A lo largo de los años hemos podido atestiguar las arbitrariedades que se presentan cuando, desde el gobierno, se emprende la tarea de “renovar” áreas de trabajo, despidiendo a trabajadores. Para poder hacerlo, se emprenden variadas acciones:
1.- Les dicen a los empleados que estaban contratados “temporalmente”. En ocasiones, los trabajadores son sujetos de contratos temporales consecutivos, a veces por largos periodos. Pero si no existe una causa que justifique plenamente esa temporalidad, y aun cuando existiese una interrupción de varios días entre contrato y contrato, se considera que se trata de la misma relación de trabajo, continuada, y que se sujetó al trabajador a una forma de contratación anómala para evadir las consecuencias de la estabilidad laboral.
2.- Se les dice que son empleados “de confianza”, cuando en realidad no desarrollan funciones de dirección, inspección, vigilancia, fiscalización, manejo de fondos y valores, o alguna otra definida en el artículo 7 de la Ley Estatal del Servicio Civil de Veracruz. Por tanto, la idea de que son “de confianza”, porque así lo decide unilateralmente el ente patronal, no representa sino un intento para eludir las consecuencias de un despido injustificado.
3.- El despido indirecto. Que se presenta cuando se le pide al trabajador que firme una renuncia. A veces se le condiciona el pago de salarios u otras prestaciones (indemnizaciones, incluso). A veces se le dice que es un “trámite” porque “todos” -al arranque de una nueva administración- tienen que estar “renunciados” para evaluar si serán o no “recontratados”. El tema, en realidad, es más simple: se trata de que el ente patronal quiere allegarse un documento a partir del cual pueda liberarse de cualquier consecuencia de un despido injustificado.
4.- El “tener” o “no tener base”. Sobre esto debe decirse: la “base” no es una “cosa” que se tenga o no. Es un estatus del trabajador, que cristaliza su derecho a la estabilidad laboral. Y se define de manera muy clara: si un trabajador NO hace tareas propias de un trabajador de confianza, y tiene más de seis meses desempeñando un empleo dentro de una misma entidad pública, es un trabajador de base definitiva. La cosificación del término “base” ha conducido a la idea (absolutamente errónea) de que a un trabajador “se le da” la base, se le “basifica”, o que son “cosas limitadas” (“no hay bases”, suele decirse). El punto se complica cuando se enreda (a propósito) con el derecho a la sindicación: fluye la idea errónea de que solamente los trabajadores sindicalizados son “de base”.

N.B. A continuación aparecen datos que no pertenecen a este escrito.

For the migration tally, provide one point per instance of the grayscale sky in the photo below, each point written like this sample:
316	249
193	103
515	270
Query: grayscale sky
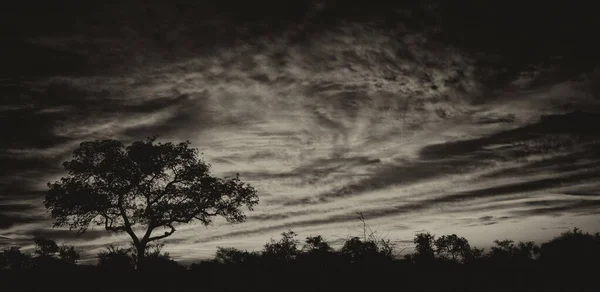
477	120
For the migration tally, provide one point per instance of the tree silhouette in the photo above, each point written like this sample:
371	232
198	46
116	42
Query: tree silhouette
233	256
571	247
452	247
284	250
424	247
146	185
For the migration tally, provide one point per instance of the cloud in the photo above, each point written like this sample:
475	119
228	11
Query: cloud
324	117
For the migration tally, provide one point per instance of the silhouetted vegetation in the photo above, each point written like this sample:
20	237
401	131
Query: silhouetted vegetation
443	262
107	184
145	185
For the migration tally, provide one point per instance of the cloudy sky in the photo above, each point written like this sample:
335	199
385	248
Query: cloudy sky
478	120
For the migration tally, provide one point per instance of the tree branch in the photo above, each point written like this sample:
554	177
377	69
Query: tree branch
167	234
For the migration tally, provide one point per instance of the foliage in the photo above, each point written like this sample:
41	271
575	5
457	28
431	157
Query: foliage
148	185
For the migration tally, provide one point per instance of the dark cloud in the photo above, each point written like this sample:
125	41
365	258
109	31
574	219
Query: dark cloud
68	235
559	208
14	219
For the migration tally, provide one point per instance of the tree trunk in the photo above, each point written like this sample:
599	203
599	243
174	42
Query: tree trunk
141	256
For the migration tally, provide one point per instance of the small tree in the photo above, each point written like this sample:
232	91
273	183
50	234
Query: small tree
146	185
424	247
284	250
452	247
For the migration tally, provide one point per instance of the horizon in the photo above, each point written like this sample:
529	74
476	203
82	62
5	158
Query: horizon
326	110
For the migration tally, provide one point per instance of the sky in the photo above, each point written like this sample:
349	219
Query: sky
468	118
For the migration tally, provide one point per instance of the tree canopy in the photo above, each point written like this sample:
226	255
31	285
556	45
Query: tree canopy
146	185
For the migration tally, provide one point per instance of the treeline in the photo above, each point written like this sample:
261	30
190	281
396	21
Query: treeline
366	260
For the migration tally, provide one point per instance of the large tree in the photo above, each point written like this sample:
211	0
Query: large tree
143	189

Quizás la forma más aviesa de deshacerse de un trabajador, es tratar de aludir a un supuesto “derecho” de quien llega a ocupar un cargo público para decidir quiénes conservarán o no su empleo. Es claro que, de cierto nivel jerárquico en adelante, pueden definirse arbitrariamente quiénes ocuparán esos cargos (secretarías, subsecretarías, direcciones, hasta el nivel de jefe de sección o su equivalente); empero el apetito que generan incluso los puestos más modestos dentro del servicio público lleva a imaginar que el “jefe” puede disponer de todos los puestos. Y no es así.
Una forma más sofisticada es el apelar a componentes anímicos: la “decepción” que provoca el que un trabajador no se someta y se vaya “agradecido” por la “oportunidad” de trabajar, y decida ser asertivo en lo que toca a sus derechos laborales.
La realidad -creo- es que el servicio público no puede inventarse y reinventarse cada seis años.
Y creo que la mejor prueba de que las cosas no son como les dicen a los burócratas que suelen despedir en estas épocas, es que el Tribunal laboral cada vez está más atiborrado de laudos en contra de entidades públicas; fallos que, además, hacen todo -desde el poder público- por no acatar.